In most ways, the happiest day of Shofika Begum and Saddam Hussein's lives mirrors that of couples getting married the world over.
The big difference is where the two are living and celebrating their wedding — at Kutupalong refugee camp, one of several sprawling settlements of bamboo poles and plastic sheets in Bangladesh's Cox's Bazar district, where about 660,000 Rohingya Muslims from Myanmar, most of whom are stateless, have sought refuge since late August.
Rohingya militant attacks on Myanmar security forces on Aug. 25 triggered a brutal Myanmar counter-attack that the United Nations has called a textbook example of ethnic cleansing.
That, in turn, sparked what the UN refugee agency has called the world's fastest-growing refugee crisis.
Myanmar's military says the crackdown was a legitimate counter-insurgency operation, exonerating its security forces of all accusations of atrocities in an internal investigation.
Both the bride and groom are from Kha Maung Seik, a village in Maungdaw township in Myanmar's Rakhine State. The village is known to the Rohingya as Foira Bazar for its market of about 1,000 shops.
Saddam, 23, and Shofika, 18, planned to marry even before the latest violence.
Saddam, whose family were shopkeepers in Myanmar, said they fled after military forces burnt their homes. He lost touch with Shofika for a couple of weeks during that chaotic period, but they were reunited in Kutupalong camp.
Three months later, they are celebrating their wedding.
A Muslim cleric officiates the prayers and performs the religious ceremony to marry the couple in a small tent decorated with blankets in vibrant patterns. Only men attend this ceremony.
Shofika spends much of the wedding day in a separate tent, being attended to by female relatives.
The party begins shortly after, with a large meal served in a big tent to 20 guests at a time. A cow was slaughtered the day before and a curry prepared for the feast.
Men are served first, then the women sit down and lastly, the children eat. The free meal is distributed to children in plastic bags, but a scuffle that erupts means that some of it ends up in the mud.
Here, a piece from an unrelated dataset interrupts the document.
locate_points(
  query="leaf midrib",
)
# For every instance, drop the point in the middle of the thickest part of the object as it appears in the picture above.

"Here, at least, we don't have to pay," Saddam says, when asked how he feels about getting married at the camp, explaining that the administrator in their village had asked for a payment of 500,000 kyat ($370) from couples wanting to wed.
After everyone has had their fill, the long tables and plastic chairs are removed, and a loudspeaker is hooked up.
It's time for a dance.
A professional dancer and his two assistants take to the floor with flashy moves to warm up the crowd. Soon, everyone is clapping and getting on their feet.
The happiness of their wedding day belies the uncertainty that Saddam and Shofika feel about their future in the overcrowded refugee camp.
"We will wait to have children," Saddam said. "We need to know whether we are staying here or going back to Myanmar first. I would only return if we are given Myanmar nationality."